Who influenced your development as a conscious feminist with political and social sensibility? Can you share some good sources, reads, and works that could inspire our readers to broaden their horizons and step out of the comfort zone?
It was punk to start with! And reading feminist literary criticism when I was at school. When I moved to London in 2010, the anti-austerity movement was blossoming, and it politicized me massively. I read a lot of Laurie Penny at the time because she was reporting on the demos and occupations that I was involved in, from a perspective that I shared. I have a lot of respect for her as a writer because she’s really open and reflective about her mistakes. Rebecca Solnit is another writer that I tell everyone about all the time – her writing has formed the basis of so many of our songs, and informed my political outlook in general.

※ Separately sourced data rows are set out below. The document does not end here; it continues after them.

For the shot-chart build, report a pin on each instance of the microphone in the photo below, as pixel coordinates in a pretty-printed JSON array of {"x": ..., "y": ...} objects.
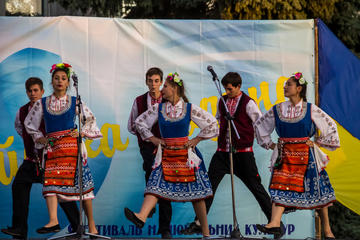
[
  {"x": 74, "y": 78},
  {"x": 211, "y": 70}
]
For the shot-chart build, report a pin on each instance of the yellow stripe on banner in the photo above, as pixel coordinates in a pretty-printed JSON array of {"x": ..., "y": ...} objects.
[{"x": 344, "y": 170}]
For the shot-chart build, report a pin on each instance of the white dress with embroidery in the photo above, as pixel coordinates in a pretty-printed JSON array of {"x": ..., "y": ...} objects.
[{"x": 60, "y": 107}]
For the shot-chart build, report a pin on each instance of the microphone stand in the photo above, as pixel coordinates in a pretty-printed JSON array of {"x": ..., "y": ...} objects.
[
  {"x": 235, "y": 233},
  {"x": 80, "y": 232}
]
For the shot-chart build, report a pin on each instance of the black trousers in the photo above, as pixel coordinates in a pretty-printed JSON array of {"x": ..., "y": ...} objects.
[
  {"x": 165, "y": 210},
  {"x": 244, "y": 168},
  {"x": 24, "y": 178}
]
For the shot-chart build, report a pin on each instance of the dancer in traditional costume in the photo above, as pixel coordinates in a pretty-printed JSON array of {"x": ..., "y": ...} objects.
[
  {"x": 61, "y": 171},
  {"x": 179, "y": 172},
  {"x": 299, "y": 180},
  {"x": 154, "y": 80},
  {"x": 29, "y": 172},
  {"x": 245, "y": 113}
]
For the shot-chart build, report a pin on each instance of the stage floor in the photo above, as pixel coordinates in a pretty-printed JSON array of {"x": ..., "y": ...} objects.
[{"x": 68, "y": 238}]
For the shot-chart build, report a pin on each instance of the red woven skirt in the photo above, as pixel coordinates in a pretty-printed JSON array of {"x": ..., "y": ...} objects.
[
  {"x": 174, "y": 159},
  {"x": 294, "y": 154},
  {"x": 61, "y": 162}
]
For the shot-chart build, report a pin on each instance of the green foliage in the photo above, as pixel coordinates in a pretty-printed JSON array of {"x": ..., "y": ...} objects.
[
  {"x": 278, "y": 9},
  {"x": 172, "y": 9},
  {"x": 342, "y": 16},
  {"x": 99, "y": 8},
  {"x": 344, "y": 223}
]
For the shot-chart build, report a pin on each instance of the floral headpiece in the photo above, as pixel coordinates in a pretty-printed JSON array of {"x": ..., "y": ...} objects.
[
  {"x": 300, "y": 77},
  {"x": 63, "y": 66},
  {"x": 175, "y": 78}
]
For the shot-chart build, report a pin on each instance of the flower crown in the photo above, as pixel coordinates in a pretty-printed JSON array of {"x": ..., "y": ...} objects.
[
  {"x": 63, "y": 66},
  {"x": 175, "y": 78},
  {"x": 300, "y": 77}
]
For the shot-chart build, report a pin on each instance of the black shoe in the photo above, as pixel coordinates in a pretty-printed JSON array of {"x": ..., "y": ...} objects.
[
  {"x": 152, "y": 212},
  {"x": 193, "y": 228},
  {"x": 15, "y": 232},
  {"x": 273, "y": 230},
  {"x": 282, "y": 231},
  {"x": 166, "y": 235},
  {"x": 43, "y": 230},
  {"x": 94, "y": 237},
  {"x": 130, "y": 215}
]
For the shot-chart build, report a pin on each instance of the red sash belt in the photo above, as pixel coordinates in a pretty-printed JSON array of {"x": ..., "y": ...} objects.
[
  {"x": 294, "y": 158},
  {"x": 61, "y": 162},
  {"x": 174, "y": 159}
]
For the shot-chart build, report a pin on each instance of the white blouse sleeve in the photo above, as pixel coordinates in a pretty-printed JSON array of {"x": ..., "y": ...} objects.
[
  {"x": 328, "y": 137},
  {"x": 205, "y": 121},
  {"x": 264, "y": 126},
  {"x": 89, "y": 128},
  {"x": 132, "y": 118},
  {"x": 18, "y": 126},
  {"x": 32, "y": 122},
  {"x": 253, "y": 111},
  {"x": 146, "y": 120}
]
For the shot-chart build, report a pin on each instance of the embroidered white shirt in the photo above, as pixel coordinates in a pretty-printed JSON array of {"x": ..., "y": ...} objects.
[
  {"x": 33, "y": 119},
  {"x": 135, "y": 113},
  {"x": 328, "y": 137},
  {"x": 203, "y": 119}
]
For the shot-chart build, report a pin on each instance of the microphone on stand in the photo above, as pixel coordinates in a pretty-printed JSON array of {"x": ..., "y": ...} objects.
[
  {"x": 74, "y": 78},
  {"x": 213, "y": 73}
]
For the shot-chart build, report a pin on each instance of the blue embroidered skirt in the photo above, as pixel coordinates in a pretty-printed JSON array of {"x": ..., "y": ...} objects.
[
  {"x": 318, "y": 190},
  {"x": 181, "y": 191}
]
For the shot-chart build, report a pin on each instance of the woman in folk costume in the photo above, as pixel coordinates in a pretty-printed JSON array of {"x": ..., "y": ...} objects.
[
  {"x": 299, "y": 180},
  {"x": 61, "y": 172},
  {"x": 179, "y": 172}
]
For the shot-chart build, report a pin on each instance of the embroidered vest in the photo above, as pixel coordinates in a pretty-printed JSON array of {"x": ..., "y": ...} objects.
[
  {"x": 59, "y": 121},
  {"x": 242, "y": 123},
  {"x": 141, "y": 102},
  {"x": 28, "y": 141}
]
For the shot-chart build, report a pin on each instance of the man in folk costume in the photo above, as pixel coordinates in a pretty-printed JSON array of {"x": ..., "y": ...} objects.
[
  {"x": 154, "y": 80},
  {"x": 245, "y": 113},
  {"x": 29, "y": 171}
]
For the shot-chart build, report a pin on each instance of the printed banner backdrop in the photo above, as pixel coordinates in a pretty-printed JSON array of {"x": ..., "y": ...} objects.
[
  {"x": 110, "y": 57},
  {"x": 339, "y": 85}
]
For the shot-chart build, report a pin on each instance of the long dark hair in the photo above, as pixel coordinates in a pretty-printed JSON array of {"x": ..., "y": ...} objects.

Her book Hope In The Dark, changed my perspective on how political change is made, allowing me to see myself as just a tiny part of a huge web of people all working to create change which will happen in the most unexpected and complex ways. I find that so empowering, to feel tiny and part of something huge. It stopped me feeling total despair! I’m also reading Living A Feminist Life by Sara Ahmed at the moment. I’ve followed her feminist killjoys blog for a while because I love her writing style and the way she plays with language to make you shift perspective in a subtle but super powerful way. An environmental writer and researcher that I have massive respect for is Donna Haraway – her book Staying With The Trouble is a brilliant and inspiring synthesis of ideas across all kinds of different disciplines. It makes me want to get ‘Stay with the trouble’ and a tattoo of an octopus.. I’m also a massive fan of Sister Outsider and other works by Audre Lorde. bell hooks is an essential read – ‘Feminism is for Everyone’ is a great starting point for people just getting into feminism.
I also am so lucky to have some incredibly talented friends who’s just written novels or memoirs. Zeba Talkhani – who I met as a fellow writer for 404ink’s anthology Nasty Women – is just releasing her memoir – ‘My Past is a Foreign Country’ – which explores her life growing up in Saudi Arabia, India, Germany and eventually moving to the UK, and finding her identity as a muslim feminist. Another good friend Jessica Andrews also just released her debut novel Saltwater, which follows a working class girl’s experience of moving from the North East of the UK down to London, and explores a lot of class politics. Both books have some incredible insights into mother and daughter relationships as well. You have to read both of them!!!!
Ok, so lastly, tell us about your plans for the coming months, tours and other stuff that excites you this year.
We’re on tour with War on Women at the moment which is awesome!!! Then we’ll be heading out immediately after with La Dispute and Milk Teeth – we’ve got our new record Cut & Stitch out so we’re tour tour tour!!!